The U.S. Navy is deploying Raytheon’s Standard Missile-6 for the first time, marking the initial operational capability milestone for its newest, most advanced extended range area defense weapon.
"We're very pleased to achieve initial operational capability on schedule," said Capt. Mike Ladner, Surface Ship Weapons major program manager. "The SM-6, with its ability to extend the battlespace, truly offers improved capability for the warfighter. I'm very proud of the entire STANDARD Missile team on this historic achievement."
The SM-6 provides extended range protection against fixed- and rotary-wing aircraft, unmanned aerial vehicles and cruise missiles. The interceptor combines the airframe and propulsion of legacy Standard Missiles with the advanced signal processing and guidance control capabilities of the Advanced Medium-Range Air-to-Air Missile (AMRAAM).
"This is a monumental moment for the SM-6 program and signifies a new era of fleet defense for our naval warfighters," said Dr.
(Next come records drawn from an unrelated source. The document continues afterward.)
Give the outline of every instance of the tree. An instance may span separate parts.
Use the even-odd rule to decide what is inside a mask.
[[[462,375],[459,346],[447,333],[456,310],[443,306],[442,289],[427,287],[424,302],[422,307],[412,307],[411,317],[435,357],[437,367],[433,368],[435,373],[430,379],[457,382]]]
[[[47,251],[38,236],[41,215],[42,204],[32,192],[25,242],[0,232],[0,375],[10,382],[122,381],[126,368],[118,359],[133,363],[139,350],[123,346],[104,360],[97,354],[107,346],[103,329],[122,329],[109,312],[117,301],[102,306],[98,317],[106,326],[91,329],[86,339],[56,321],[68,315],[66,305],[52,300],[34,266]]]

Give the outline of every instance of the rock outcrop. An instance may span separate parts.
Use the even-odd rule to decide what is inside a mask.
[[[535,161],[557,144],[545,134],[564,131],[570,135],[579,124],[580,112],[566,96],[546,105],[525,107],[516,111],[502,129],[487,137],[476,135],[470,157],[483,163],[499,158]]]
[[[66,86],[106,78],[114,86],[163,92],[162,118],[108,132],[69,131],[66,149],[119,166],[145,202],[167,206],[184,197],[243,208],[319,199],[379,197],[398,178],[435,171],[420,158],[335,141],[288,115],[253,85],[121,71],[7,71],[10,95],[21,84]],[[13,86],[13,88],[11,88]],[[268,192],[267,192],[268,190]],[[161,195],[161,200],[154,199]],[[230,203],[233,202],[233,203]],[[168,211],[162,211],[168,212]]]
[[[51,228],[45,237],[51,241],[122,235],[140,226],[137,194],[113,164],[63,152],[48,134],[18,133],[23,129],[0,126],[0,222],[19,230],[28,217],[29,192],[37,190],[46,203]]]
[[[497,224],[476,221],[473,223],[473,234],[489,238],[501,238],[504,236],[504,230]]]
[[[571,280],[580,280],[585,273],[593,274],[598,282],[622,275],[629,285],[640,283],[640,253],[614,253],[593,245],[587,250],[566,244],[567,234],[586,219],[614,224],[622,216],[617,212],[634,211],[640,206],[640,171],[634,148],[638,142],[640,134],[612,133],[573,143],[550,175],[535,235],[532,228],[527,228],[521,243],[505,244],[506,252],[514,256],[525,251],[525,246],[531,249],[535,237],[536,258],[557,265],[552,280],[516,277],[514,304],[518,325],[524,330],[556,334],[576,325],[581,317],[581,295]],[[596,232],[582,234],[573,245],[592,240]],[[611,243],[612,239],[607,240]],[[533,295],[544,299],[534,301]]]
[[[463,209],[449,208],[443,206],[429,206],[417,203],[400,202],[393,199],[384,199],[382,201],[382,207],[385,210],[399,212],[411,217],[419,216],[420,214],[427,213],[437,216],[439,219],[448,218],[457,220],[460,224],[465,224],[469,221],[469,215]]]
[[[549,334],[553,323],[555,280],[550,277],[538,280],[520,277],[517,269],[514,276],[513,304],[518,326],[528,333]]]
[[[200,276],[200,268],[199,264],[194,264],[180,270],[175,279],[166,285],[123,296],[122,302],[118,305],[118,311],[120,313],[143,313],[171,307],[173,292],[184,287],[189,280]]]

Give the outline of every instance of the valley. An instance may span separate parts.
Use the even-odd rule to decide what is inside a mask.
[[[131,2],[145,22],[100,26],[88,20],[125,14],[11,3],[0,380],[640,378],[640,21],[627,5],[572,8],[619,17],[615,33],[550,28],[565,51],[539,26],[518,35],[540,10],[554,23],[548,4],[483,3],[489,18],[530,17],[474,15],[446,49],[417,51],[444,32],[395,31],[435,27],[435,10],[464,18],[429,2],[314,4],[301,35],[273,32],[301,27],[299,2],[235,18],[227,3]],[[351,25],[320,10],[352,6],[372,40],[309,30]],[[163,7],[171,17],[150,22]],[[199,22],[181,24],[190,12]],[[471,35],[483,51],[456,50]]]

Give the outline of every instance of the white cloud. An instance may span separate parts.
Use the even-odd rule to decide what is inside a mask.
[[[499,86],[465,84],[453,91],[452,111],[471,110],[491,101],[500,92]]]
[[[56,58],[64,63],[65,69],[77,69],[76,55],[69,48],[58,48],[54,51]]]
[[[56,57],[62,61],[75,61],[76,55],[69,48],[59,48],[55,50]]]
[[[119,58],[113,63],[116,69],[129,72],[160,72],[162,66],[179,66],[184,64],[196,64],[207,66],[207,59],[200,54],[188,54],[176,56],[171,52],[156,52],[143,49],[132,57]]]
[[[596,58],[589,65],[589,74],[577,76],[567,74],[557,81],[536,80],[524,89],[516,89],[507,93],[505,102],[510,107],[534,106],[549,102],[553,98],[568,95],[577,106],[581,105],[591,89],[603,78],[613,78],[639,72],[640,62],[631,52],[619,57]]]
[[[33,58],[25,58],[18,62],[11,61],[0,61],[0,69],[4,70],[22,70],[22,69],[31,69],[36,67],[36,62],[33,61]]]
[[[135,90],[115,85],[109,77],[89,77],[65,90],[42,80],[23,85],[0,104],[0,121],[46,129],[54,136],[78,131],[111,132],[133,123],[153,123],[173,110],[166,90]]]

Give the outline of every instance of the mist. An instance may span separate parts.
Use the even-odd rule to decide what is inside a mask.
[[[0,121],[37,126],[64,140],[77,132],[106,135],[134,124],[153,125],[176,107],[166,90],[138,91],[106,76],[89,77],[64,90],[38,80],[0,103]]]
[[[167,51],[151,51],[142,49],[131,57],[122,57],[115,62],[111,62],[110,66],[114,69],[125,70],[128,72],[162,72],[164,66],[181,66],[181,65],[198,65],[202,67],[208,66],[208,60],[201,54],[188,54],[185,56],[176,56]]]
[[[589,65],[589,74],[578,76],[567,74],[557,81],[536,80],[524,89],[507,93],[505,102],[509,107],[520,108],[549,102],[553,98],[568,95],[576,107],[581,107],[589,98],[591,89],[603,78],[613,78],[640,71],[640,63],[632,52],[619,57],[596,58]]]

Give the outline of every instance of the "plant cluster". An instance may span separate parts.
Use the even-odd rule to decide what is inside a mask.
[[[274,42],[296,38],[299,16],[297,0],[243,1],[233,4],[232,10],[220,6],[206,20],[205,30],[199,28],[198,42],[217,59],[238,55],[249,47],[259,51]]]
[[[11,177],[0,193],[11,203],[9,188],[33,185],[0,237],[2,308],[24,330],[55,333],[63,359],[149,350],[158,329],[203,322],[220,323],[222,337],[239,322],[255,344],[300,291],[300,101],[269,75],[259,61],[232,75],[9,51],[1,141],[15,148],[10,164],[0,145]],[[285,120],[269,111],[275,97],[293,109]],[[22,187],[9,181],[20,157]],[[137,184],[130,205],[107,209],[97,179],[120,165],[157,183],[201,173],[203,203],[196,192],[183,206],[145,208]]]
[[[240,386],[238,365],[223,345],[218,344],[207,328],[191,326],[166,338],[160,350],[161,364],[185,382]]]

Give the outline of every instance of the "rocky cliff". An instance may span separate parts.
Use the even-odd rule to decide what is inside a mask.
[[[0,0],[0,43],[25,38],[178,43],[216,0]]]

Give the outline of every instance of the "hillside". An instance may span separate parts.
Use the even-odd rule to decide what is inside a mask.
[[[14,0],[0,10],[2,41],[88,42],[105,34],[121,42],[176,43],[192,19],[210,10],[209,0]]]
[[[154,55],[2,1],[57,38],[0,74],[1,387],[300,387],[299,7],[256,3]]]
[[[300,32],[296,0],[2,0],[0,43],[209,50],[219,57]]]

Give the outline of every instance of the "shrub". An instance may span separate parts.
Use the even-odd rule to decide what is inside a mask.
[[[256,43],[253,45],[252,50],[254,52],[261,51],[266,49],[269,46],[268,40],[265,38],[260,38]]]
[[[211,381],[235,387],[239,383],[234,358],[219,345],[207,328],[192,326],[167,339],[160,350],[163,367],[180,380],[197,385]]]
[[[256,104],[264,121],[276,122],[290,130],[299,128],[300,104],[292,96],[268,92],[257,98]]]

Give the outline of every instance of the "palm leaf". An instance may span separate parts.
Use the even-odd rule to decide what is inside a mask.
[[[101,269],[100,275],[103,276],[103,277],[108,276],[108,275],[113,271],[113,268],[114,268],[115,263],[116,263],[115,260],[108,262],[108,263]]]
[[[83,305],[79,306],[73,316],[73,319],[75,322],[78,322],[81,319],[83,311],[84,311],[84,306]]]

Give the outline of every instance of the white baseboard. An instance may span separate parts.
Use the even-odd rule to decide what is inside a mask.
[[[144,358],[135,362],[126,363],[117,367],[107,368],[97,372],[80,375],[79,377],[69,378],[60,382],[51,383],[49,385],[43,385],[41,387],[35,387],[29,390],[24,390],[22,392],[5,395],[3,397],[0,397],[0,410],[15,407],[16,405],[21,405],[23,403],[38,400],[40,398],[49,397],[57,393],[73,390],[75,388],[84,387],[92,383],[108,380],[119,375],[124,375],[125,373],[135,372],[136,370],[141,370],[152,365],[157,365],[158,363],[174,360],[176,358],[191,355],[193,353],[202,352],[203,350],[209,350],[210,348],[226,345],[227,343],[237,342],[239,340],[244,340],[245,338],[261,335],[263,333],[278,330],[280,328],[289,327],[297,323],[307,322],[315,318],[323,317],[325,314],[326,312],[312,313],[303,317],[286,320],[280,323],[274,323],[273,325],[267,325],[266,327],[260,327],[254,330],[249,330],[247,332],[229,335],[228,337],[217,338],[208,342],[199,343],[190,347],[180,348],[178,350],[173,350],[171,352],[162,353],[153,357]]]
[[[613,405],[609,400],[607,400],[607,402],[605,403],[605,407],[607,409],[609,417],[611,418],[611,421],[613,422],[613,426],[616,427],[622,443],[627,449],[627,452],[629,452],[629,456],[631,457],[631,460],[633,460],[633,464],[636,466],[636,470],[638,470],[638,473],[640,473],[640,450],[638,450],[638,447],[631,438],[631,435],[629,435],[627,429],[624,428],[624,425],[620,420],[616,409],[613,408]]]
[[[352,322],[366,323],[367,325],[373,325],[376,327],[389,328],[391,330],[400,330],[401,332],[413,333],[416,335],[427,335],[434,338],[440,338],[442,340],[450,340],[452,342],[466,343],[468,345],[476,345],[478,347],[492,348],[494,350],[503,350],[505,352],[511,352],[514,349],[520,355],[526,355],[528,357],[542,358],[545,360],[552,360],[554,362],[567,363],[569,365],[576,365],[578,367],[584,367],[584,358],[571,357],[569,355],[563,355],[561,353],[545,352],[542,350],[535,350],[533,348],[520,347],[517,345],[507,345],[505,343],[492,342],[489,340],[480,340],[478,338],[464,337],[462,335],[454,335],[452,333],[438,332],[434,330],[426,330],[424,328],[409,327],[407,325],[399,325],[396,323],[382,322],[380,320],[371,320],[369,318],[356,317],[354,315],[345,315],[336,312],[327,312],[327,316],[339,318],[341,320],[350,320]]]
Taylor W. Lawrence, president, Raytheon Missile Systems. "The SM-6 significantly improves the sailor's ability to strike at various targets at extended range."
Raytheon has delivered more than 50 SM-6 interceptors to the Navy under low-rate production contracts. In September, Raytheon won a contract for $243 million to build 89 new SM-6 interceptors, signaling the start of full-rate production.
SM-6 delivers a proven extended range air defense capability by leveraging the time-tested advantages of the Standard Missile's airframe and propulsion. The SM-6 uses both active and semi-active guidance modes and advanced fuzing techniques and incorporates the advanced signal processing and guidance control capabilities from Raytheon's Advanced Medium-Range Air-to-Air Missile.